Flask API that returns a list of top_N recommended titles for a user id
input: user id
output: list of top_N recommended movie titles
"""
def get(self, user_id):
user_recs = {"user_id": [], "recommendations": []}
user = tf.convert_to_tensor(user_id, dtype="string")
query_embedding = get_user_embedding(user)
# get nearest neighbor of user embedding from indexed movie embeddings
candidates = content_index.get_nns_by_vector(query_embedding, top_N)
candidates = [content_index_to_movie[x].decode("utf-8") \
for x in candidates] # translate from annoy index to movie title
user_recs["user_id"].append(user.numpy().decode("utf-8"))
user_recs["recommendations"].append(candidates)
return user_recs
Now we want to build the docker image for our Flask app. See our Dockerfile.
$ docker build -f Dockerfile -t recommender-app:latest .
We use TFServing as our base image and build a with our user model. More detailed instructions here.
Now, each pod has a deployment configuration and a service configuration.
The deployment section references the docker images we’ve built locally. The service section configures how the apps will interface with each other and with outside requests.
The TFServing pod should only be accessible to the Flask app, which is in the same cluster. Therefore, we can configure it to expose the ClusterIP
port.
In contrast, the Flask app serves requests to clients outside of the cluster, so we assign an external ip and configure the Flask app to expose the LoadBalancer
port. This also allows for flexible scaling of the pod to handle more requests.
Deploying the full app is simple using kubectl with our minikube cluster. We can deploy both pods with:
$ kubectl apply -f recommender-app.yaml
$ kubectl apply -f user-model.yaml
We can check their statuses with:
$ kubectl get deployments
>NAME READY UP-TO-DATE AVAILABLE AGE
recommender-app 1/1 1 1 1m
user-model 1/1 1 1 1m
And we can see the services running with:
$ kubectl get services
NAME TYPE CLUSTER-IP EXTERNAL-IP PORT(S) AGE
kubernetes ClusterIP 10.96.0.1 <none> 443/TCP 10m
recommender-service LoadBalancer 10.105.151.169 <pending> 6000:30242/TCP 1m
user-model-service ClusterIP 10.96.196.146 <none> 8500/TCP 1m
While deploying with minikube locally, we need to expose the external ip for the recommender-service shown above. Simply run:
$ minikube service recommender-service
|-----------|---------------------|-------------|---------------------------|
| NAMESPACE | NAME | TARGET PORT | URL |
|-----------|---------------------|-------------|---------------------------|
| default | recommender-service | 6000 | http://192.168.49.2:30242 |
|-----------|---------------------|-------------|---------------------------|
Which returns a url we can curl! Now curl the Flask API app like so:
$ curl 192.168.49.2:30242/recommend/1 # get recommendations for user 1
And the server will return something like this:
{
"user_id": [
"1"
],
"recommendations": [
[
'Toy Story (1995)',
'Jumanji (1995)',
...
]
]
}
After successfully modeling our Kubernetes deployment locally, we can clean up.

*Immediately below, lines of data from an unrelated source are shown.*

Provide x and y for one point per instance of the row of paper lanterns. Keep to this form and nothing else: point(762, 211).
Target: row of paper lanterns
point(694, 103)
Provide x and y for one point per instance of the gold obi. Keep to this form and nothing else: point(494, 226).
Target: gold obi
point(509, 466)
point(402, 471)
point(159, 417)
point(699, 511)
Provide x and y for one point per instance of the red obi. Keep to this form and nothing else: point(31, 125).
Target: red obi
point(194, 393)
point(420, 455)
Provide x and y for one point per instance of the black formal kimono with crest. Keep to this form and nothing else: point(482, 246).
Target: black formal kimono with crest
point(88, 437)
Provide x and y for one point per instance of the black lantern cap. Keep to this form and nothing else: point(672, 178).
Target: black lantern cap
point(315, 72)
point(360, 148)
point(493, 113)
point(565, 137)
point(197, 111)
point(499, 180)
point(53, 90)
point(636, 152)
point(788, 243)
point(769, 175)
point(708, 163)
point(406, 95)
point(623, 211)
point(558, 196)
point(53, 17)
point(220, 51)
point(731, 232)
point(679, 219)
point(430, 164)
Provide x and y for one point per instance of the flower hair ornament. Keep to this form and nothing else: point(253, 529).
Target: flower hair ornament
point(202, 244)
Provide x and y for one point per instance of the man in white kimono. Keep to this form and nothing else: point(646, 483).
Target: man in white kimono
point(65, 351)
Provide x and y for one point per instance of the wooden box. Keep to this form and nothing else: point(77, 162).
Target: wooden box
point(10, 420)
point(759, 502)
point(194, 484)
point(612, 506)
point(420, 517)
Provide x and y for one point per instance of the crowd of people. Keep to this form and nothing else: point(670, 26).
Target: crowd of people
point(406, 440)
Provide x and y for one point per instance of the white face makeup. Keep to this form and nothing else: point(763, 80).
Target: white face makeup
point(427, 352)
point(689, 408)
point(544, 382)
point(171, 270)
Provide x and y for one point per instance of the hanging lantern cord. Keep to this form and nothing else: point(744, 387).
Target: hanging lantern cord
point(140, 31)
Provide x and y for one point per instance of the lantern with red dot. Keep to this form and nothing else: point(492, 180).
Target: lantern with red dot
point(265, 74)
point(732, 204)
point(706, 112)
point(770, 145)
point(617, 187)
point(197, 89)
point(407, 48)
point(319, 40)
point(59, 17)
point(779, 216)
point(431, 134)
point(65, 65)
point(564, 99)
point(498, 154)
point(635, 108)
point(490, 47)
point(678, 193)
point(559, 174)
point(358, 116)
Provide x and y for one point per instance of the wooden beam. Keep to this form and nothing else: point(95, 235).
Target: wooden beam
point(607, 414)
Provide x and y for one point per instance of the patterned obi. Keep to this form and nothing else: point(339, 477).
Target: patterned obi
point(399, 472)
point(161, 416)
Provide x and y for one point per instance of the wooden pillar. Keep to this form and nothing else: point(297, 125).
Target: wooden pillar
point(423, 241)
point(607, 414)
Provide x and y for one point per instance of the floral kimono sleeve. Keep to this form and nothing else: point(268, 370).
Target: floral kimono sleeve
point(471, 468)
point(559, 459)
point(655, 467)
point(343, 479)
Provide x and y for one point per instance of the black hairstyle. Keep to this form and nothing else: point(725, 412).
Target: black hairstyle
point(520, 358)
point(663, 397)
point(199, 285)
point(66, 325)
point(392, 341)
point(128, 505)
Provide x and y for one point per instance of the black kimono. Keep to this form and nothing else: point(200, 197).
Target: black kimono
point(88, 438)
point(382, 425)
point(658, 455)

$ kubectl delete services recommender-service user-model-service
$ kubectl delete deployments recommender-app user-model
$ minikube stop
$ minikube delete
With tools like Kubernetes and libraries like TF-Recommenders and Annoy, the process of building fast recommender systems is simplified. The TF-Recommenders library simplifies the integration of various signals for making recommendations using neural networks.